Calepin personnel

Prêt

Cette vieille histoire qu’il m’a racontée de vive voix il y a une dizaine d’années me revient. Il arrive au Canada dans les années soixante-dix, presque sans argent, avec sa femme et leurs deux enfants. Ils venaient de Nouvelle-Zélande, où il avait vécu avec sa mère depuis l’âge de quatre ans. À cet âge-là, ils avaient quitté leur Lettonie natale, après que son père eut été tué à Moscou par la police de Staline, dit-il.

Il trouve un emploi dans la fonction publique. Il commence au bas de l’échelle, à un salaire dérisoire, le seul revenu de la famille, puisque la mauvaise santé de sa femme l’empêche de travailler. Ses paiements d’hypothèque lui causent de sérieux problèmes. Sa patronne se rend bien compte de la situation difficile dans laquelle il se trouve. Pour le dépanner, elle lui propose de lui prêter mille dollars. Bien sûr, orgueilleux, il refuse. « As you wish », dit-elle. « If you change your mind, just let me know. »

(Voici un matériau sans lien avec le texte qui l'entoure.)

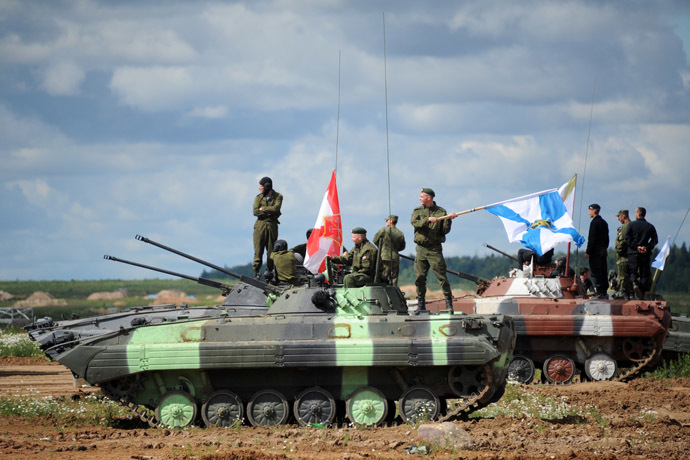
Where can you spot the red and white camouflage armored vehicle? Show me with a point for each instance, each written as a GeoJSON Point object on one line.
{"type": "Point", "coordinates": [563, 333]}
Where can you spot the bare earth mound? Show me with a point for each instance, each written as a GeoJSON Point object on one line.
{"type": "Point", "coordinates": [638, 420]}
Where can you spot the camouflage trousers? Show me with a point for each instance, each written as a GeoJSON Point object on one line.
{"type": "Point", "coordinates": [265, 236]}
{"type": "Point", "coordinates": [430, 258]}
{"type": "Point", "coordinates": [624, 283]}
{"type": "Point", "coordinates": [356, 280]}
{"type": "Point", "coordinates": [390, 269]}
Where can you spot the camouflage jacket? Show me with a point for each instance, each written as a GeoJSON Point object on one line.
{"type": "Point", "coordinates": [362, 258]}
{"type": "Point", "coordinates": [390, 241]}
{"type": "Point", "coordinates": [271, 206]}
{"type": "Point", "coordinates": [429, 234]}
{"type": "Point", "coordinates": [621, 246]}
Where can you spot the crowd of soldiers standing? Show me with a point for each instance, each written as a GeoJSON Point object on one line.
{"type": "Point", "coordinates": [430, 222]}
{"type": "Point", "coordinates": [635, 241]}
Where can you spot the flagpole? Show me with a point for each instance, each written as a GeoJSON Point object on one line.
{"type": "Point", "coordinates": [388, 163]}
{"type": "Point", "coordinates": [337, 125]}
{"type": "Point", "coordinates": [584, 172]}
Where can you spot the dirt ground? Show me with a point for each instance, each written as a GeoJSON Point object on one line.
{"type": "Point", "coordinates": [624, 429]}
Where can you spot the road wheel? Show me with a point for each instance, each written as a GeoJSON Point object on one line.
{"type": "Point", "coordinates": [419, 404]}
{"type": "Point", "coordinates": [314, 406]}
{"type": "Point", "coordinates": [559, 369]}
{"type": "Point", "coordinates": [268, 408]}
{"type": "Point", "coordinates": [176, 409]}
{"type": "Point", "coordinates": [222, 408]}
{"type": "Point", "coordinates": [367, 406]}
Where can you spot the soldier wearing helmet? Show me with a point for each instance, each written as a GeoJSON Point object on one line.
{"type": "Point", "coordinates": [267, 210]}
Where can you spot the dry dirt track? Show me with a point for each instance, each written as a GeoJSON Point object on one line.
{"type": "Point", "coordinates": [626, 430]}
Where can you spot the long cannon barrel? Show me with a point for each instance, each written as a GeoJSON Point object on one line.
{"type": "Point", "coordinates": [474, 279]}
{"type": "Point", "coordinates": [500, 252]}
{"type": "Point", "coordinates": [225, 289]}
{"type": "Point", "coordinates": [245, 279]}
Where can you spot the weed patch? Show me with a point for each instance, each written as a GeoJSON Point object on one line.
{"type": "Point", "coordinates": [518, 403]}
{"type": "Point", "coordinates": [18, 344]}
{"type": "Point", "coordinates": [93, 409]}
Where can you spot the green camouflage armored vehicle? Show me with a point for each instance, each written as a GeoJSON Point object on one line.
{"type": "Point", "coordinates": [317, 354]}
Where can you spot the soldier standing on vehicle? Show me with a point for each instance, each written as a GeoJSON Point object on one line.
{"type": "Point", "coordinates": [390, 242]}
{"type": "Point", "coordinates": [597, 248]}
{"type": "Point", "coordinates": [429, 234]}
{"type": "Point", "coordinates": [362, 258]}
{"type": "Point", "coordinates": [641, 238]}
{"type": "Point", "coordinates": [622, 255]}
{"type": "Point", "coordinates": [267, 210]}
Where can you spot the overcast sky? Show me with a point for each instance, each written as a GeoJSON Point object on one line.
{"type": "Point", "coordinates": [159, 118]}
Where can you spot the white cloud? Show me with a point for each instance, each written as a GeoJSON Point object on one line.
{"type": "Point", "coordinates": [218, 111]}
{"type": "Point", "coordinates": [62, 79]}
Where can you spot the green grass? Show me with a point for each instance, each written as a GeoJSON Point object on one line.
{"type": "Point", "coordinates": [18, 344]}
{"type": "Point", "coordinates": [93, 409]}
{"type": "Point", "coordinates": [519, 403]}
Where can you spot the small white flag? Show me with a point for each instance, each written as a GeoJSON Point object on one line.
{"type": "Point", "coordinates": [660, 259]}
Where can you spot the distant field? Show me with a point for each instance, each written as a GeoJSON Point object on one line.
{"type": "Point", "coordinates": [76, 292]}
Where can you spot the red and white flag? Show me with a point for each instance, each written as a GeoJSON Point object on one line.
{"type": "Point", "coordinates": [327, 236]}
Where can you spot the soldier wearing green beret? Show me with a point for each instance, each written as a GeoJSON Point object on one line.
{"type": "Point", "coordinates": [390, 242]}
{"type": "Point", "coordinates": [622, 255]}
{"type": "Point", "coordinates": [362, 258]}
{"type": "Point", "coordinates": [429, 233]}
{"type": "Point", "coordinates": [267, 210]}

Après quelque temps, elle le relance, revient à la charge d’autres fois, lui rappelle son offre à l’occasion quand elle le croise. Elle semble sincère et lui propose cela d’une façon si simple qu’il se dit « Eh bien » et finit par accepter. Elle demande, néanmoins, au moment de lui faire le prêt que tous les deux signent un papier, non pas, précise-t-elle, parce qu’elle n’a pas confiance en lui, loin de là, mais qui sait, « tomorrow I may be hit by a car and die, who knows! ». Il a confiance et signe.

Au fil des mois il lui remet l’argent assez rapidement, et bientôt ne lui doit plus rien.

Quatre ans plus tard, elle meurt, frappée par une automobile.